Prior to being badly injured at work, I added overdraft protection to my bank account. The reason why was because my former employer had a bad habit of messing up on payroll. Many employees would see on their pay stub that various hours were missing and thus not being paid for them. With the overdraft protection I would know that the mortgage and other bills would still be paid while the employer would correct these mistakes.
For many people, they have a tendency to always be in overdraft and find it equally difficult to get out of overdraft. The reason being is that there are various bank charges associated with being in overdraft.

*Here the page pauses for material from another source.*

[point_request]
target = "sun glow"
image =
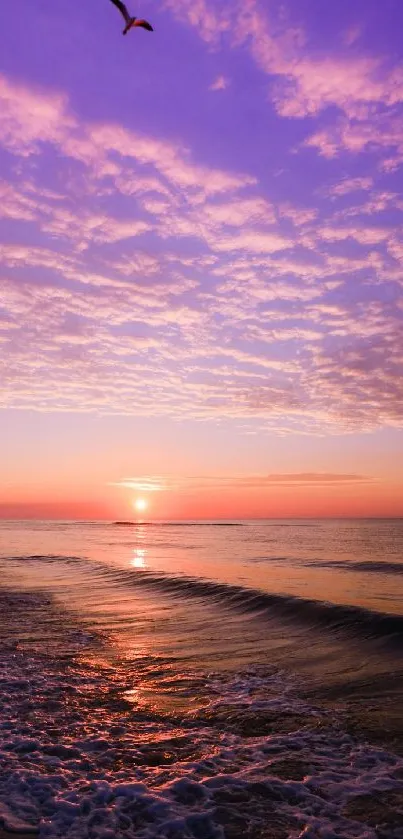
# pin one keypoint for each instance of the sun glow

For the purposes of this blog, I deliberately put myself into overdraft for over a month. This meant that all bill payments, mortgage payments, etc. were in overdraft. The bank that I deal with charges a $5.00 “pay per use” fee every time the overdraft is used. I used my overdraft 12 times that month resulting in $60.00 in fees. Then there was an overdraft fee of $5.00 plus interest charges on the overdraft amount of $22.75. Being in overdraft for one month cost me $87.75!!!
Then there was a day where a deposit was registered late in my account in time for my mortgage payment to come out on the same day. This resulted in a NSF charge of $45.00 and my mortgage payment came out the following week.

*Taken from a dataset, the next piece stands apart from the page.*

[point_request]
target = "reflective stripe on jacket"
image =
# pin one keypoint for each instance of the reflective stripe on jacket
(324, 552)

I don’t know about you, but I can think of much better uses for this money as opposed to giving it to the bank every month. It’s also worth noting that many banks will only allow a person to be in overdraft for a certain length of time such as 3 months or so. If a person goes over that time period the bank can demand that the remaining overdraft balance be paid in full by a certain date.
For these reasons, I would strongly encourage again that people have an Emergency Fund as opposed to relying on bank overdrafts.